Golden Gate assembly was carried out whereas the molar ratio of the oriAmpR fragment ("backbone") to the inserts - prAOX1MCSHis6TT and HygR was 1:2. 20 μl of the assembly mix contained approximatelly 75 ng of the backbone, 150 ng of both inserts, 2 μl of T4 DNA ligase buffer, 1 μl of Eco31I (BsaI) (Thermo Fisher) and 1 μl of T4 DNA ligase (Thermo Fisher). The assembly reaction was carried out in 250 μl PCR tubes in a PCR machine with the lid heating turned on (105 °C). The programme was as follows: 30 cycles of 2 min at 37 °C followed by 2 min at 16 °C, one cycle of 5 min at 55 °C and one cycle of 5 min of 80 °C.
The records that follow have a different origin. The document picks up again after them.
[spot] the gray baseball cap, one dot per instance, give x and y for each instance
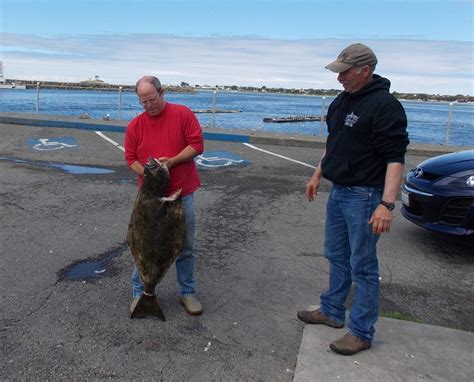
(354, 55)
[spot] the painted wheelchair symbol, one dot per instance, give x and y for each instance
(220, 159)
(46, 145)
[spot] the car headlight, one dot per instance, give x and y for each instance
(462, 179)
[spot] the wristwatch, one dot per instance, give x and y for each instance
(390, 206)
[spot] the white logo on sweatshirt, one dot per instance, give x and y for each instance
(350, 120)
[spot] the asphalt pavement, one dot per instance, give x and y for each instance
(65, 268)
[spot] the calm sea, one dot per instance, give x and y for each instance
(427, 121)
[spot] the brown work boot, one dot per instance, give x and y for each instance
(316, 317)
(349, 345)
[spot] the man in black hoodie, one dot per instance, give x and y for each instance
(364, 160)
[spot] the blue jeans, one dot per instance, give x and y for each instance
(184, 262)
(350, 247)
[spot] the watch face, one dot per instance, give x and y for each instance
(390, 206)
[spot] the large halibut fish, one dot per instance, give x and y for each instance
(156, 235)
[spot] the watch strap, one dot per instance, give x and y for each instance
(390, 206)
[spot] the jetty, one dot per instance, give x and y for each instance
(216, 111)
(294, 118)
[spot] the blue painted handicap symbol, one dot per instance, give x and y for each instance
(215, 159)
(49, 144)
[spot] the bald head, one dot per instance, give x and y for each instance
(146, 81)
(150, 93)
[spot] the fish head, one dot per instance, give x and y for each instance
(156, 178)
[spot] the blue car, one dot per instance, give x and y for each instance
(439, 194)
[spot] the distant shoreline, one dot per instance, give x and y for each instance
(186, 88)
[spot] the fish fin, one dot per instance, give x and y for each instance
(172, 197)
(147, 306)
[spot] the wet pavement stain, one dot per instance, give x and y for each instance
(68, 168)
(93, 267)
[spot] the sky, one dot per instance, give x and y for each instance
(423, 46)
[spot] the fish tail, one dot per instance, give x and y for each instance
(146, 305)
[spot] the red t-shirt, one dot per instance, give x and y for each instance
(166, 135)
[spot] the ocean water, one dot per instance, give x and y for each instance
(427, 121)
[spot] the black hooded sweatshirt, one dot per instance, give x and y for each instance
(367, 129)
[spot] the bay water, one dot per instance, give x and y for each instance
(427, 121)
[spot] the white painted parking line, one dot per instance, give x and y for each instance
(278, 155)
(102, 135)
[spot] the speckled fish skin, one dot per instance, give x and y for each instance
(156, 235)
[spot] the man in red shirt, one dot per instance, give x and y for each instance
(172, 134)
10 μl of the assembly mix was used for transforming 100 μl of competent E. coli DH5α cells. The transformation mix was plated on LB agar plates (Luria-Bertani, 1% tryptone, 0.5% yeast extract, 1% NaCl, 1.5% agar) containing 75 μg/ml ampicillin. Transformation yielded a lot of colonies confirming that the ampicillin resistance gene was functional. Sequencing with 3'AOX1 primer (GCAAATGGCATTCTGACATCC) was carried out to confirm that MCS was free of errors. P. pastoris GS115H (GS115 with HIS4 phenotype, obtained by transforming GS115 with pPIC3.5 linearised with StuI) was transformed with the empty pAOXHygR vector (linearised with BglII) and plated on YPD agar plates (1% yeast extract, 2% peptone, 2% dextrose, 2% agar) containing 100 μg/ml hygromycin B. Many colonies were obtained, demonstrating that the hygromycin B resistance marker was functional. The vector sequence can be found in the Supplementary files of the manuscript.